By Debora Van Brenk, The London Free Press June 5, 2012 8:06pm
The province gets a grade of “incomplete” for failing to enact mandatory home energy audits, failing to introduce appliance standards and failing to ban incandescent bulbs — all conservation pledges it made three years ago, Gord Miller said.
“We promised to set standards and we floundered.” His report to the legislature Tuesday assesses the province’s energy-savings progress since the Green Energy Act was introduced three years ago.
The act’s two key elements are developing renewable, clean energy sources and persuading Ontarians to practise a “culture of conservation.”
Miller said Tuesday the Liberals have “quietly abandoned” some conservation commitments and left other promises orphans.
“The bold new plan has given way to caution and timidity,” said Miller, who is appointed by the provincial legislature but whose office operates at arm’s length from it.
Some of the three-year-old promises Miller said have been left unfulfilled:
Every home sold in Ontario must have an energy audit.
The Liberals passed this into law but it’s never been enacted with specific regulations.
“It’s really just consumer protection and we demand this in any other field,” Miller said.
“Why is it the most expensive purchase we make, which is the home, we don’t know (its) energy efficiency?” Miller asked. “Well, it just didn’t happen.” Less-efficient appliances continue to be sold, and they consume as much as 40% more energy.
A ban on screw-in incandescent light bulbs.
Incandescent bulbs convert most of their light to heat and are the least efficient lighting type.

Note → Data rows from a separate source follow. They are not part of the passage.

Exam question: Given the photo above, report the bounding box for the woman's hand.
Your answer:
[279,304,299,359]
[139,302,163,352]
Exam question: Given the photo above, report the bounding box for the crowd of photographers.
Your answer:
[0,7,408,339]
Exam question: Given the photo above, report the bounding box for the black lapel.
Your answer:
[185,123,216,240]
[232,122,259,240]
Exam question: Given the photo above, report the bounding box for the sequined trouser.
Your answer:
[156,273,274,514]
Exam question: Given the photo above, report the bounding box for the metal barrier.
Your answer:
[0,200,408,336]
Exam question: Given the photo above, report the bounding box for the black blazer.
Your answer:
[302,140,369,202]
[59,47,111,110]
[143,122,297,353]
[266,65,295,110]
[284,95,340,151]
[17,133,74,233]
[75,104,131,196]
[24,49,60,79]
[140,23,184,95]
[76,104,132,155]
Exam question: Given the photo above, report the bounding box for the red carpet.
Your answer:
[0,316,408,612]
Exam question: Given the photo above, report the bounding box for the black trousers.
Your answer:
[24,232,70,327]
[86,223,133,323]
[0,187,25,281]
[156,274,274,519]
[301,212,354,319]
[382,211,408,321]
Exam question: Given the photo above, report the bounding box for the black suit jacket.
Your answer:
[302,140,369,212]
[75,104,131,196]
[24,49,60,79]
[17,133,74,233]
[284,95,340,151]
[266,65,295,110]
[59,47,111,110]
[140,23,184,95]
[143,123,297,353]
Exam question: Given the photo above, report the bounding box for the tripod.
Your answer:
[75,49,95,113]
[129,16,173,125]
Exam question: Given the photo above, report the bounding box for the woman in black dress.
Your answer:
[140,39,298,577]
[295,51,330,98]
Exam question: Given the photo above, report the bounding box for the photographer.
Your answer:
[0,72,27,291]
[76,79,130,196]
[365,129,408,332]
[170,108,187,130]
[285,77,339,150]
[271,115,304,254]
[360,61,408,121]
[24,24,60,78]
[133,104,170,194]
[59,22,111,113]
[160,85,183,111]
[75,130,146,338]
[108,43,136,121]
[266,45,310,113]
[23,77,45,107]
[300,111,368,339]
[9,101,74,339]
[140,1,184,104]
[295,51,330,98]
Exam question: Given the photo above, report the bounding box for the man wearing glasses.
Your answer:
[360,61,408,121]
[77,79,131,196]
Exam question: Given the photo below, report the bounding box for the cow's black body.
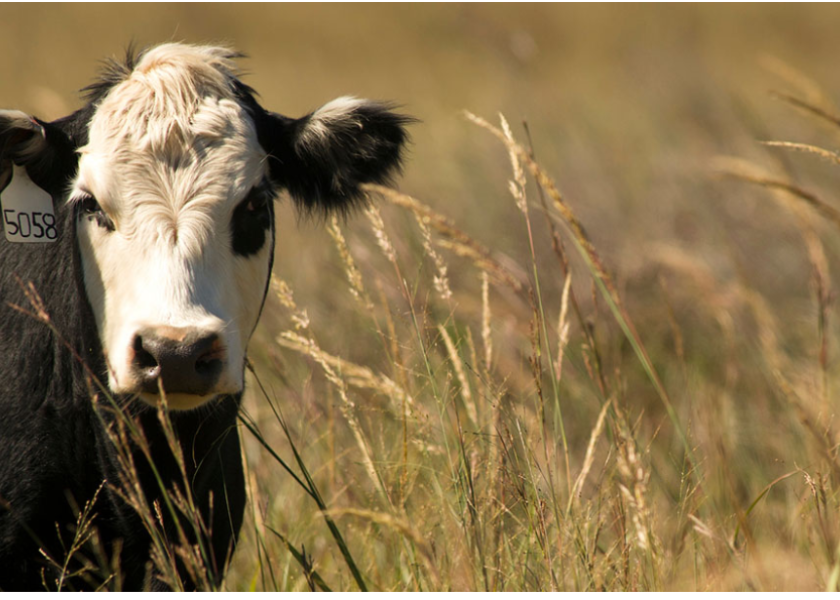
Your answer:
[0,45,411,590]
[0,109,245,590]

The federal government decided in October 2011 to implement a ban in 2014, and five months later Ontario chose the same deadline. As a result Canadians will spend $300 million more on energy than they should.
Energy retrofits to government and public buildings haven’t been monitored to determine just how much energy they’re saving.
Miller did praise the province for changing building codes to reflect more energy-efficient construction practices and materials.
Though some aspects of the Green Energy Act have been contentious — notably the effect on customers’ bills and on rural Ontario life of its financial incentives in wind and solar energy — Miller said conservation was always supposed to be a cornerstone of the Green Energy Act.
Miller said the conservation promises have had some successes but overall have been little more than unrealized potential.
“The conservation promises of the Green Energy Act remain unfulfilled and possibly years away from completion.”
Ontario Energy Minister Chris Bentley: “The Green Energy Act has been a tremendous success,” Bentley said, including its “very aggressive” conservation targets. The province is getting good results with voluntary conservation measures, he said. The plan to make energy audits mandatory with every home sale prompted “very active debate” and was scratched after public consultation. Objection came from several quarters, including the Canadian Real Estate Association and those who argued that home buyers would ultimately bear the cost of every audit. The incandescent light bulb ban was delayed to synchronize it with the timing of the feds’ ban, Bentley said. As for mandatory minimum standards for appliances, “we have made progress there.”
He points to 15 regulations covering 50 appliance groups and work continues on others.
MPP Peter Tabuns, NDP Energy critic: Four out of five critical conservation promises remain unfulfilled, “The government dropped the ball. . . After a while the message is pretty clear: this is a back-burner issue for them.” An upgrade to minimum standard for appliances “is the lowest cost thing that they could do” to conserve and they’re not doing it, he said.
MPP Lisa Thompson, deputy Progressive Conservative critic for energy focusing on the Green Energy Act: Too little attention has been paid to conservation, even as high-priced wind and solar energy takes centre stage. The green portfolio has been “totally mismanaged” and Ontarians keep paying more than ever for energy, while exporting it at lower cost to other jurisdictions. “This plan has never taken flight. . . They’re so busy cleaning up one mess, they don’t have time to clean up another.” commissioner’s recommendations Mandatory home energy efficiency audits/disclosures for home buyers
Annual public reports on energy consumption by government ministries Building code should be reviewed every five years to determine where environmental improvements could be made.
Conservation plans should be developed for all public sector buildings and then energy audits and reporting should take place regularly for all government and public sector buildings.
Energy-use accounting should include government fleet vehicles
Set efficiency standards for appliances and light bulbs that make Ontario conservation leaders in North America.